Il avait un catalogue des ecclésiastiques auxquels il voulait faire du bien: ce n'était ni la qualité, ni les services des pères, qui faisaient mettre sur la liste. La science et les bonnes moeurs sollicitaient seules auprès de lui. Il consultait là-dessus son confesseur, le chancelier de l'Eglise de Paris, et quelques religieux. On ne le vit jamais donner à un bénéficier un autre bénéfice, sans exiger de lui une résignation pure et simple de celui qu'il possédait.

Les traits que je viens de rapporter n'étaient pas les seules affaires qui occupaient le roi pendant la paix qu'il avait procurée à ses sujets: il s'appliqua plus que jamais à régler le dedans de son royaume; il alla en Artois, en Champagne, et laissa partout des marques de sa justice et de sa libéralité. Plusieurs commissaires dans le même temps parcouraient en son nom ses provinces les plus éloignées, pour réparer les torts que les particuliers avaient soufferts depuis son avènement à la couronne. Ils avaient même ordre de remonter jusqu'au règne de Philippe-Auguste. On voyait par toute la France des bureaux établis pour l'examen de ces restitutions, et les sénéchaux ou baillis étaient chargés d'exécuter avec célérité ce qu'on y avait décidé; mais, comme souvent on ne trouvait ni les enfans, ni les héritiers de ceux qui avaient été injustement dépouillés, les commissaires étaient embarrassés sur ce qu'ils devaient faire. Louis, dans cette incertitude, se crut obligé d'avoir recours au pape, pour obtenir la permission de distribuer aux pauvres la valeur du bien mal acquis; ce qui lui fut accordé par un bref du pape Alexandre IV, qui, rempli des éloges du saint monarque, fait assez voir combien sa vertu était universellement reconnue[1].

[Note 1: Ducange, Observations sur Joinville, p. 117 et 118.]

Ce que ses lieutenans exécutaient au loin par ses ordres, il le faisait exécuter lui-même dans les lieux où il se trouvait.
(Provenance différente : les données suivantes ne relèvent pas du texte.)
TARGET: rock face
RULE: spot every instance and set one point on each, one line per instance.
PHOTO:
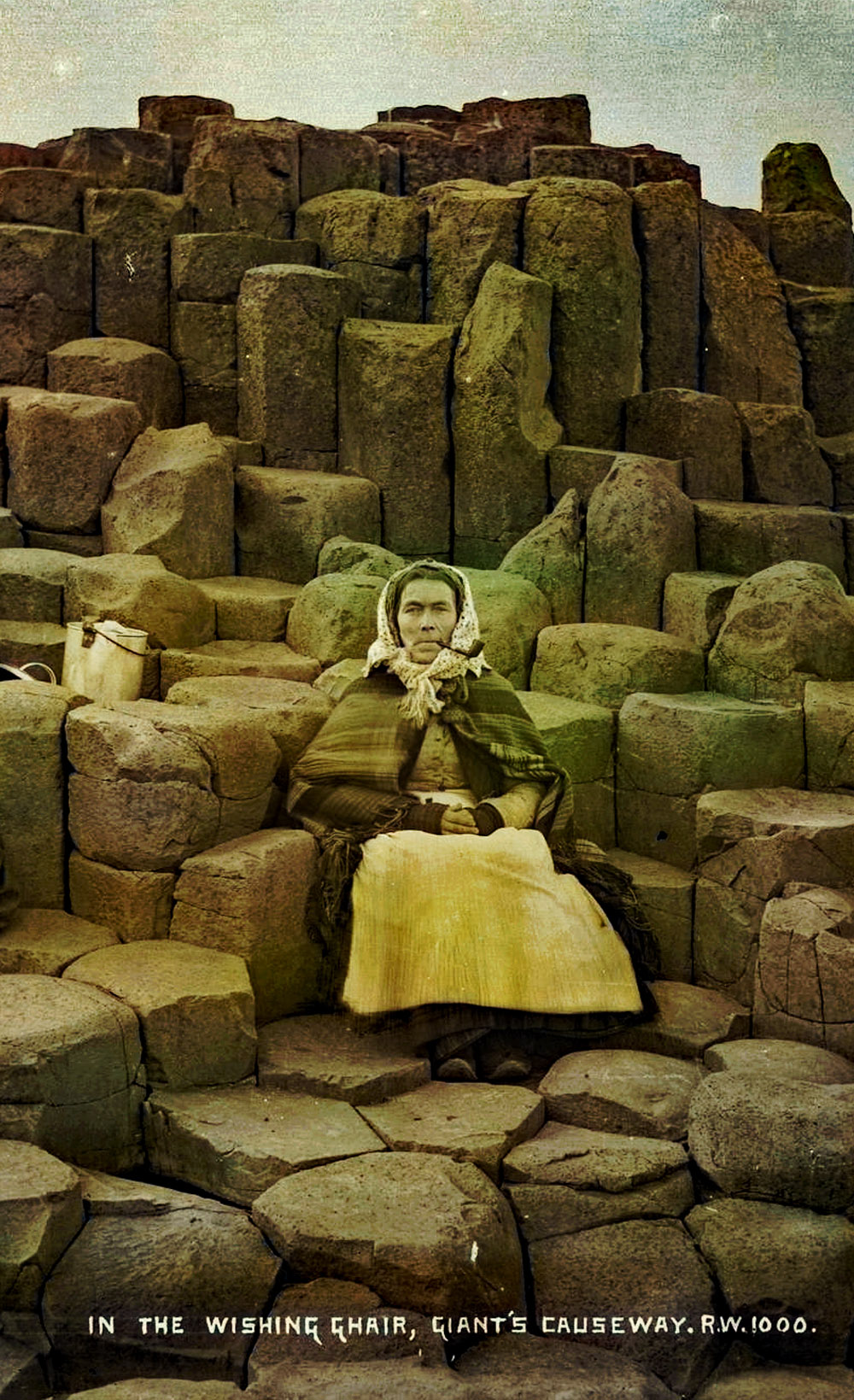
(195, 1008)
(639, 1268)
(503, 427)
(43, 1209)
(372, 240)
(751, 845)
(805, 965)
(470, 226)
(174, 497)
(622, 1091)
(780, 1262)
(287, 324)
(470, 1122)
(283, 518)
(702, 429)
(131, 230)
(672, 748)
(32, 790)
(749, 350)
(394, 427)
(325, 1057)
(63, 451)
(551, 556)
(45, 295)
(783, 462)
(668, 227)
(768, 1139)
(578, 237)
(237, 1143)
(604, 663)
(640, 528)
(142, 1248)
(249, 898)
(70, 1067)
(787, 624)
(423, 1255)
(140, 593)
(822, 324)
(114, 368)
(570, 1179)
La facilité de l'aborder, jointe à la certitude d'obtenir une prompte justice, lui donna plusieurs fois occasion d'exercer cette première et la plus noble des fonctions de la royauté. Il avait toujours auprès de lui un certain nombre de personnes en qui il avait confiance, entr'autres le sire de Nesle, le comte de Soissons, le sire de Joinville, Pierre de Fontaine et Geoffroy de Villette, bailli de Tours[1]. Ces bons seigneurs, dès qu'ils avaient ouï la messe, allaient chaque jour entendre le plaids de la porte, ce qu'on a depuis appelé les requêtes du palais, et jugeaient sur-le-champ toutes les petites affaires. Quand les parties n'étaient pas contentes, le monarque en prenait connaissance lui-même et décidait. «Souvent j'ai vu, dit Joinville, que le bon saint, après la messe, alloit se promener au bois de Vincennes, s'asseyoit au pied d'un chêne; nous faisoit prendre place auprès de lui, et donnoit audience à tous ceux qui avaient à lui parler, sans qu'aucun huissier ou garde empêchât de l'approcher[2].» On le vit aussi plusieurs fois venir au jardin de Paris, vêtu d'une cotte de camelot, avec un surcot de tiretaine sans manches, et par-dessus un manteau de taffetas noir: là il faisait étendre des tapis pour s'asseoir avec ses conseillers, et dépêchait son peuple diligemment. Deux fois par semaine il donnait audience dans sa chambre; et, peu content d'expédier les parties, il les renvoyait souvent avec des instructions importantes. Une femme de qualité, vieille et fort parée, lui demanda un entretien secret; il la fit entrer dans son cabinet, où il n'y avait que son confesseur, et l'écouta aussi long-temps qu'elle voulut. «Madame, lui dit-il, j'aurai soin de votre affaire, si de vôtre côté vous voulez avoir soin de votre salut. On dit que vous avez été belle: ce temps n'est plus, vous le savez. La beauté du corps passe comme la fleur des champs; on a beau faire, on ne la rappelle point: il faut songer à la beauté de l'ame, qui ne finira point.» Ce discours fit impression. La dame s'habilla plus modestement dans la suite, et fit pénitence du temps qu'elle avait perdu en de vains ajustemens.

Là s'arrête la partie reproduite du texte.